読者が求めている情報にすぐたどり着けて、なおかつ見つからなかった場合のフィードバックも自動で集められる、という設計です。

なぜGoogle Apps Scriptを選んだのか

LINE BotのバックエンドというとNode.jsやPythonでサーバーを立てるイメージが強いかもしれませんが、今回は次の理由からGASを選びました。

  • サーバー代がかからない(GASは無料枠で十分動く)
  • 常時稼働のサーバー管理が不要(Webhookが届いた時だけ動く)
  • データベースの代わりにスプレッドシートが使える(SQLを書かなくていい)
  • ブログ記事の管理をすでにスプレッドシートでやっている人なら、学習コストがほぼゼロ

特に最後のポイントが大きくて、「記事タイトルと回答文とURLを一覧にしたスプレッドシート」さえあれば、それがそのままBOTのデータベースになります。

記事を追加したいときは、コードを一切触らずスプレッドシートに1行足すだけでBOTの回答が増えるのは、運用面でかなり楽です。

必要なもの

  • LINE Developersアカウント(無料)
  • Googleアカウント(スプレッドシート・Apps Script用)
  • 紹介したい記事の「質問文・回答文・URL・カテゴリ」を整理したデータ

全体構成

[ユーザー] --メッセージ送信--> [LINE Messaging API]
                                     |
                                     | Webhook (POST)
                                     v
                        [Google Apps Script (doPost)]
                                     |
                    +----------------+----------------+
                    |                                 |
           [スプレッドシートを検索]          [ユーザーの状態を保存/取得]
                    |                         (PropertiesService)
                    v
        [カルーセルメッセージを生成]
                    |
                    v
        [LINE Messaging API へ返信]

ポイントは、GASのdoPost関数がWebhookの受け口になるという点です。

LINEからメッセージが届くたびにこの関数が呼ばれ、スプレッドシートを検索してカードを組み立て、返信する、という流れです。

Step1: 記事データをスプレッドシートに用意する

まず、以下の5列を持つスプレッドシートを作ります。

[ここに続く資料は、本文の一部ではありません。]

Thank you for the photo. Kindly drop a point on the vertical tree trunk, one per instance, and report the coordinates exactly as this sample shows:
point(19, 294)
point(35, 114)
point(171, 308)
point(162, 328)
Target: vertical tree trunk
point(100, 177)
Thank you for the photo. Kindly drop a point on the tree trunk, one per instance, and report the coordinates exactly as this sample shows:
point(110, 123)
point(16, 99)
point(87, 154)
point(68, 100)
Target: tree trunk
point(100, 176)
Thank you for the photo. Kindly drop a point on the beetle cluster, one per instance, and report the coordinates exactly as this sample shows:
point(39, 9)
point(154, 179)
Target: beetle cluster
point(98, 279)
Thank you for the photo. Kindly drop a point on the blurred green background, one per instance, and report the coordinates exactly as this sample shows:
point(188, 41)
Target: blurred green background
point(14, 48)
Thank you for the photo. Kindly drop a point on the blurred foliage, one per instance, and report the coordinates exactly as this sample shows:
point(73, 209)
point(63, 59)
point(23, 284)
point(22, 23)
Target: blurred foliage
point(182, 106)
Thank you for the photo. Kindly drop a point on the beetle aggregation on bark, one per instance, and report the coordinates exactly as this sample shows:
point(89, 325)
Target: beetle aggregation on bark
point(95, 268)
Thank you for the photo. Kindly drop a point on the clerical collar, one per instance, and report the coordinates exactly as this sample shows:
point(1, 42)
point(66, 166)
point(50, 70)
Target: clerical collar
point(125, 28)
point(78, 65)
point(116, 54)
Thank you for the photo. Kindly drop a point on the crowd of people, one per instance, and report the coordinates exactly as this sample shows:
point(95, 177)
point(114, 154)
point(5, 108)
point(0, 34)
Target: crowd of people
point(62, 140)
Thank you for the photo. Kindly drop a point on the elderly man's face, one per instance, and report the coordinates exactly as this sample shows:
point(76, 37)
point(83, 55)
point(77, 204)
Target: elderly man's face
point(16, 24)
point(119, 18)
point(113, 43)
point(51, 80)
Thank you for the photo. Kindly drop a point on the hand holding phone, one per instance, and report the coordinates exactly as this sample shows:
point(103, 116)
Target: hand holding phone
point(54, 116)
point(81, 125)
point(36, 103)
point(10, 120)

シート名は記事一覧にしました。

Noカテゴリ質問回答URL
1通信(eSIM/SIM)タイ旅行で使えるおすすめのeSIMを知りたいタイ旅行で使えるおすすめのeSIMを比較してご紹介しています。https://example.com/xxx
2観光バンコクのおすすめ観光スポットを知りたいバンコクの見どころ・観光スポットについて詳しくご紹介しています。https://example.com/yyy

検索は「カテゴリ」「質問」「回答」の文字列に対する部分一致で行うので、読者が打ちそうなキーワード(国名・地名・サービス名など)が「質問」や「回答」の文章に自然に含まれているかがヒット率を左右します。

Step2: LINE Developersでチャネルを作成する

  1. LINE Developersにログインし、Messaging APIのチャネルを作成
  2. 「Messaging API設定」タブでチャネルアクセストークン(長期)を発行してコピー
  3. この段階では「Webhook URL」はまだ空欄でOK(GAS側の準備が終わってから設定します)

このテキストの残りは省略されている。